Festival
«Go to Gö» erweist sich erneut als beliebtes Event

Für drei Tage steigert das Festival «Go to Gö» die Einwohnerzahl von Görisried um ein Vielfaches. Allein am ersten Wochenende kamen rund 10.000 Musik- und Partyfans in das 15 Meter hohe Zirkuszelt.

An der finnischen Gruppe «Sunrise Avenue» waren die Görisrieder im Vorfeld schon seit Jahren dran. Nun hat es endlich geklappt. Bereits vor Konzertbeginn herrschte reger Andrang an den Kassen. Die Rockfans wollten sich flott vor der Bühne positionieren, um ihren Idolen besonders nahe zu sein. «Es gibt Fans, die wollten an den Tourbus», verrät Josef Guggemos vom Veranstalterteam. Hier ist der Veranstalter gefragt, um die Künstler vor Rummel und Groupies zu schützen.

«Den Nightliner haben wir sauber versteckt», lacht Guggemos. Die Musiker seien auf Tour und wollten schließlich auch ihre Ruhe. Nur so könnten sie entspannt auf die Bühne gehen und ihr Bestes geben. Das hätte mit Arroganz der Band nichts zu tun.

Neu auf Go to Gö ist in diesem Jahr ein großzügig gestalteter Raucherbereich im Freien. Drinnen vergnügen sich die Partygänger in Rockcafé, Vinothek oder am Take-away-Stand. Live-Bilder von der Bühne übertragen große Leinwände und ein Video-Würfel auch in den hinteren Teil des Zeltes. Während der Konzerte ist die Atmosphäre toll, da sind sich die tanzenden und singenden Fans vor der Bühne einig.

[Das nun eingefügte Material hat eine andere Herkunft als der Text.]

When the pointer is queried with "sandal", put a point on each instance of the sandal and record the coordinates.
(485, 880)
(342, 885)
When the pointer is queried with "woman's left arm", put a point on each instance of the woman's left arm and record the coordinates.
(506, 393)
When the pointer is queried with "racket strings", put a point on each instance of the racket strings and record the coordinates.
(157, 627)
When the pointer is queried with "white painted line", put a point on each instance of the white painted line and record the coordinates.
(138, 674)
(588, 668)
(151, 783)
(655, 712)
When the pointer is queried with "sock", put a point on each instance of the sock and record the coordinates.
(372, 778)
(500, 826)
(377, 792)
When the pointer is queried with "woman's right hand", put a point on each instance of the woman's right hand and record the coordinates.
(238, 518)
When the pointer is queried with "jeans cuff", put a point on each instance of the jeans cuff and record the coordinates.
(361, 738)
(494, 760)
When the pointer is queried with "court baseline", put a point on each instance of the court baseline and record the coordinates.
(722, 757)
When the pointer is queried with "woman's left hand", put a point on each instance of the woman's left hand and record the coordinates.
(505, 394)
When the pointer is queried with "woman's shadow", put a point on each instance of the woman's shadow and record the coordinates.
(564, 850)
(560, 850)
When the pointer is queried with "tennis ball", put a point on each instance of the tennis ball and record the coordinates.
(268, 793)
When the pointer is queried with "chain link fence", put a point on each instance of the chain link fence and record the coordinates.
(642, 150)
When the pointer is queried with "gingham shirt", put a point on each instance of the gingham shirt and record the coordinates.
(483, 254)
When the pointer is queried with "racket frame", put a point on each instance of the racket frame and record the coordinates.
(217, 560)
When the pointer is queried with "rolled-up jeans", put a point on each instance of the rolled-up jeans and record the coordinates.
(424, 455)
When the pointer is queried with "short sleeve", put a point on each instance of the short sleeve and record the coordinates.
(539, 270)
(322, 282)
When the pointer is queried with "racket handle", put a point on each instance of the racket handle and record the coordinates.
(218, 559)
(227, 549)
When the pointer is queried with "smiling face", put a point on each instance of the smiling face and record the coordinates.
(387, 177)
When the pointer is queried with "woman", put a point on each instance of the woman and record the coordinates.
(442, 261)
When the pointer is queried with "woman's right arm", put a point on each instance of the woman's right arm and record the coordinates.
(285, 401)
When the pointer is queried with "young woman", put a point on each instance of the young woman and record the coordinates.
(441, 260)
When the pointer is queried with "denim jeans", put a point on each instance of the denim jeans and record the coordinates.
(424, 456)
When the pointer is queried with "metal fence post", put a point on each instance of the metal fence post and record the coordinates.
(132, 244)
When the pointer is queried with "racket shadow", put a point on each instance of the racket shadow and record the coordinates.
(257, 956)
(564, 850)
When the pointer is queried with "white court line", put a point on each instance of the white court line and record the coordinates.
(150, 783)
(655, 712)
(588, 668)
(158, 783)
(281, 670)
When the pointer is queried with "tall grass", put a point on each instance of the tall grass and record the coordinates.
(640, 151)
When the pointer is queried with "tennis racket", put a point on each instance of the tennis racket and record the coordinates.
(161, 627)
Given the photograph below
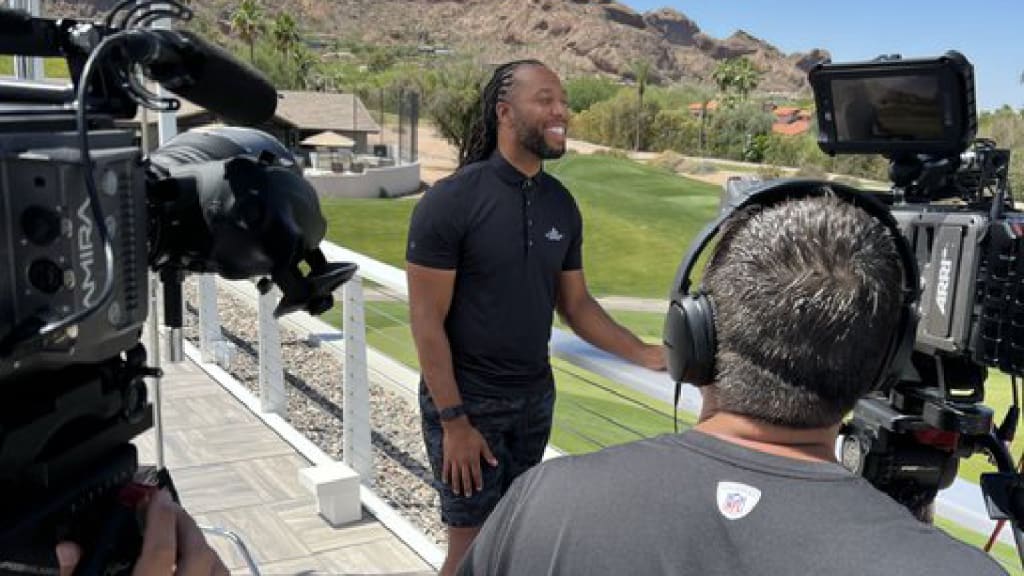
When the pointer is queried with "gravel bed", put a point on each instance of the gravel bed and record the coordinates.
(313, 385)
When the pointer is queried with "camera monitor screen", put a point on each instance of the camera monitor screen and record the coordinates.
(903, 108)
(891, 107)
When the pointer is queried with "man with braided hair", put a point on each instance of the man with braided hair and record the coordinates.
(493, 251)
(806, 297)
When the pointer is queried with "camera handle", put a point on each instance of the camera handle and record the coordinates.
(1004, 492)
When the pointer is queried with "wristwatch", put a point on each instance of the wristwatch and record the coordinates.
(452, 412)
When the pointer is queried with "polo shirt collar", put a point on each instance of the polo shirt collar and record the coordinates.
(507, 172)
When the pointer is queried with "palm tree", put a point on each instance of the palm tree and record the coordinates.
(736, 78)
(285, 33)
(641, 70)
(249, 23)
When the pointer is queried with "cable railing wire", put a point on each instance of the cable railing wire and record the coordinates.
(613, 392)
(600, 416)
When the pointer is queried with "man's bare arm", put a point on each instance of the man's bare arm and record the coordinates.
(579, 309)
(430, 293)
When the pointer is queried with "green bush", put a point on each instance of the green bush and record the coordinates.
(612, 122)
(769, 172)
(731, 131)
(812, 171)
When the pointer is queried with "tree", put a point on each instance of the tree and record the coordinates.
(585, 91)
(285, 33)
(249, 23)
(736, 78)
(452, 98)
(641, 70)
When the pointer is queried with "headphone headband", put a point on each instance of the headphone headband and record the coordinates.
(688, 326)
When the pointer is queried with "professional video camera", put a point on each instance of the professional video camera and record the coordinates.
(82, 215)
(952, 200)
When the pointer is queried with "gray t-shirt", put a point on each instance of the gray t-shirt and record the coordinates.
(695, 504)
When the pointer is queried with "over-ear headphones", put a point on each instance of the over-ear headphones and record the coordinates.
(689, 325)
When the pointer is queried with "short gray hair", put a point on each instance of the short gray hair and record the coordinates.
(806, 295)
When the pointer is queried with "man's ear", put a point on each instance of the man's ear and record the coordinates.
(503, 110)
(709, 402)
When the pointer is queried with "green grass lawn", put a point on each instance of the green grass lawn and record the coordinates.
(1005, 553)
(637, 222)
(54, 68)
(591, 411)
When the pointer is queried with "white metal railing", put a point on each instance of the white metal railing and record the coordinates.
(963, 503)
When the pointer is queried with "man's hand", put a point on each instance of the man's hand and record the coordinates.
(171, 544)
(464, 448)
(652, 357)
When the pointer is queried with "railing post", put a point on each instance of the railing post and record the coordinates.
(210, 338)
(271, 370)
(357, 449)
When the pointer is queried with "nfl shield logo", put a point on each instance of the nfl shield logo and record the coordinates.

Musik und Leute ziehen Steffi an

Steffi aus Kaufbeuren ziehen Musik und Leute nach Görisried, und auch Christoph aus Kempten strahlt: «Es ist einfach eine saugeile Stimmung. Dieses Jahr habe ich noch mehr Kumpels getroffen». Ein alter Go-to-Gö-Hase ist Michael aus Petersthal: «Man kommt jedes Jahr. Dieses Mal wegen Sunrise Avenue und der Stimmung».

Ganz neu auf dem Festival ist Sonja. Sie kam «hauptsächlich wegen Sunrise Avenue». Neugierig war die Sonthofenerin auch auf das Drumherum: «Ich hatte keine Erwartungen, und es hat mir gefallen.»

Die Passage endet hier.